Monday 25 May 2015

sgemm, OpenCL

Yesterday I couldn't do much else so I played with some OpenCL code again. Just as my left foot was nearing recovery from gout ... I think I strained my right foot from too much walking or other activity and i'm immobile again. Argh.

With OpenCL still haven't managed to work out why I can't use SVM - I have a C test, a C test based on extracting all the relevant code from the BufferBandwidth sample (from amd sdk), and a C++ test based on the BufferBandwidth sample; they all crash as soon as I try to invoke a kernel against an SVM buffer, although BufferBandwidth runs fine. I even tried compiling linux 3.19.8 - I had to modify the catalyst driver a little bit to get it to build but I had it working for a bit, but suspend was broken and then I made one too many changes to the linux config and i couldn't get it to boot again and eventually just gave up. The linux config system is pretty shit and any changes force a full rebuild so i was getting sick of that. When I did have it running it made no difference to the SVM stuff anyway.

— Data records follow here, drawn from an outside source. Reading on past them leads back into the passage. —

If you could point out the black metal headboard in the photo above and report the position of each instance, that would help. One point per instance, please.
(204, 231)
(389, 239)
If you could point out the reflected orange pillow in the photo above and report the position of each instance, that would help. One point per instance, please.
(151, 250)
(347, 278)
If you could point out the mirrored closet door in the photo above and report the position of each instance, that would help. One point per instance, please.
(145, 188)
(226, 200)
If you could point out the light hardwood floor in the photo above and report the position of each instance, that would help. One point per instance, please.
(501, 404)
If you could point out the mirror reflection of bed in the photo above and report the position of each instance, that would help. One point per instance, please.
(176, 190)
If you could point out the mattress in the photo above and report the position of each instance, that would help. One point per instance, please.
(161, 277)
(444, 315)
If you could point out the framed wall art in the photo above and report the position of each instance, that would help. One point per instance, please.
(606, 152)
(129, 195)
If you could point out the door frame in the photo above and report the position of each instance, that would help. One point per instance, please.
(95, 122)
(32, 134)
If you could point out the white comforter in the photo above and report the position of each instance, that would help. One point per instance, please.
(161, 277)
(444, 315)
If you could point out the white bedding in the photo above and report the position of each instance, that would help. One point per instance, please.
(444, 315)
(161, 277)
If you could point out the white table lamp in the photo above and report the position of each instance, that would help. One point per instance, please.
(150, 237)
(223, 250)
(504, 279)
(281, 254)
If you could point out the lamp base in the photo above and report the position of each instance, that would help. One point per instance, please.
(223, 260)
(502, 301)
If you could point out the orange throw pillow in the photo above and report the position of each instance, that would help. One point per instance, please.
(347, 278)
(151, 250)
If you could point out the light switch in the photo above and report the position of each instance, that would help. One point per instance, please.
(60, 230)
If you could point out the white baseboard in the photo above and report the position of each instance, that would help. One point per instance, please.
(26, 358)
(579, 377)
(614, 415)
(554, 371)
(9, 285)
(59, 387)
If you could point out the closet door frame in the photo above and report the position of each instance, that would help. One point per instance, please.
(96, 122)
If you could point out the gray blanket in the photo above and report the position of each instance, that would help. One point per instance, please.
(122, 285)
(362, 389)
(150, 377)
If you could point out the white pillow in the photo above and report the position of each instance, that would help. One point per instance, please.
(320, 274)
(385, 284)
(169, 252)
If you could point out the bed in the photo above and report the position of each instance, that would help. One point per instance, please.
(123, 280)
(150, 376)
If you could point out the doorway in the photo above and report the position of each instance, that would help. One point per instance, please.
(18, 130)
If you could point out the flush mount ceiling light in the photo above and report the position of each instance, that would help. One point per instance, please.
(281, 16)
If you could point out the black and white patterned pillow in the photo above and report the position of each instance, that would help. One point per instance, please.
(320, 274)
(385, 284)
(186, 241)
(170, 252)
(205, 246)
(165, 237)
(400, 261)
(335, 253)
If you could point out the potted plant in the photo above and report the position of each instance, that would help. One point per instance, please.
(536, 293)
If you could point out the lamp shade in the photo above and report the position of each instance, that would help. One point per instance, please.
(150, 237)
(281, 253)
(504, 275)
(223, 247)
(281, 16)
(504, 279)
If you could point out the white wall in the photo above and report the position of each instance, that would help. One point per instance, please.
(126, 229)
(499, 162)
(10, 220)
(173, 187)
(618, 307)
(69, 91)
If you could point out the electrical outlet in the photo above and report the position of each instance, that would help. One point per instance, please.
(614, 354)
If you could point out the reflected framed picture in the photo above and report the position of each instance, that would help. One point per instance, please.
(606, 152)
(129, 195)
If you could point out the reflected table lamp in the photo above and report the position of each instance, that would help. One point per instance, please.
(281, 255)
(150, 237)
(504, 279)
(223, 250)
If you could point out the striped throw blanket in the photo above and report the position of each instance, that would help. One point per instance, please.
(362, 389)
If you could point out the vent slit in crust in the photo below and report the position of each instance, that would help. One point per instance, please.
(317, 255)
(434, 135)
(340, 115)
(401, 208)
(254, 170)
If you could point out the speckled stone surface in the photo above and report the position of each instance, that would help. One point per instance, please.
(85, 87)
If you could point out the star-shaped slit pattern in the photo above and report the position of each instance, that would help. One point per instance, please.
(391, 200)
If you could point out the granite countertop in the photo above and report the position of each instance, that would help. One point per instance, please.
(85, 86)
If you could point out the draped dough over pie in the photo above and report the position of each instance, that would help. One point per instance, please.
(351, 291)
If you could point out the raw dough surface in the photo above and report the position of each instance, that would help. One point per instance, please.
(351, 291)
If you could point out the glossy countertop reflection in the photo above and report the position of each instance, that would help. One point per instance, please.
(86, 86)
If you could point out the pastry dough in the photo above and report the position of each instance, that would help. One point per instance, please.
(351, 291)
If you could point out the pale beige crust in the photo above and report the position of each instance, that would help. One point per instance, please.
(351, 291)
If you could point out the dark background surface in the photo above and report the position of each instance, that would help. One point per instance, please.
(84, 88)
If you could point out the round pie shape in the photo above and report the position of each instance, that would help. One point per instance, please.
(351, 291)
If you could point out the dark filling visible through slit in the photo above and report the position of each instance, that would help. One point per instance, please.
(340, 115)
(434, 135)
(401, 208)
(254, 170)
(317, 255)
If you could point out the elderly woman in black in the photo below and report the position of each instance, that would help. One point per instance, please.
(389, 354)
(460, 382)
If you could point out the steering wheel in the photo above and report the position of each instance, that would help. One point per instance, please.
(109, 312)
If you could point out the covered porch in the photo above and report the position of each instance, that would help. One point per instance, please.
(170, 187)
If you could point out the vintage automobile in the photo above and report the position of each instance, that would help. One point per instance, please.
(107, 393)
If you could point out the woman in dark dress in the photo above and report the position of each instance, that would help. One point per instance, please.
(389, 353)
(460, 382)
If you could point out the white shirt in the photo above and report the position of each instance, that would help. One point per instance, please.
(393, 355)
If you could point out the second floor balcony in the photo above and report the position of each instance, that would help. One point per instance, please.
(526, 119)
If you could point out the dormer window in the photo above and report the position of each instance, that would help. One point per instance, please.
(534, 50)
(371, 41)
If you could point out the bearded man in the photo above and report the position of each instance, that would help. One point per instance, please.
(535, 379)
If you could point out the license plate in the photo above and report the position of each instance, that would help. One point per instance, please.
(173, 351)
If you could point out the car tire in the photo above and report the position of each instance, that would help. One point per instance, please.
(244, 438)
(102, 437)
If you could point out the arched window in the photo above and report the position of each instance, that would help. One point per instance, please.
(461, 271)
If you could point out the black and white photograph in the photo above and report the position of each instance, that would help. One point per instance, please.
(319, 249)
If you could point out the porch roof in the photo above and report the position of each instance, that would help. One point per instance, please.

OTOH I did find that using CL_MEM_USE_HOST_PTR works in much the same way anyway (in terms of java usefulness) - even without mapping or unmapping the values are being updated on the via the GPU device, so with any luck map/unmap are just noops. I didn't really look too much further though.

What I looked at instead was implementing a basic matrix matrix multiply, i.e. lapack's sgemm. Not really for any need but just curiosity; how much effort is required vs the payoff.

My test case was a C=AxB where each is (1024,1024) with row-major order storage. CPU is a AMD A10-7850K (kaveri).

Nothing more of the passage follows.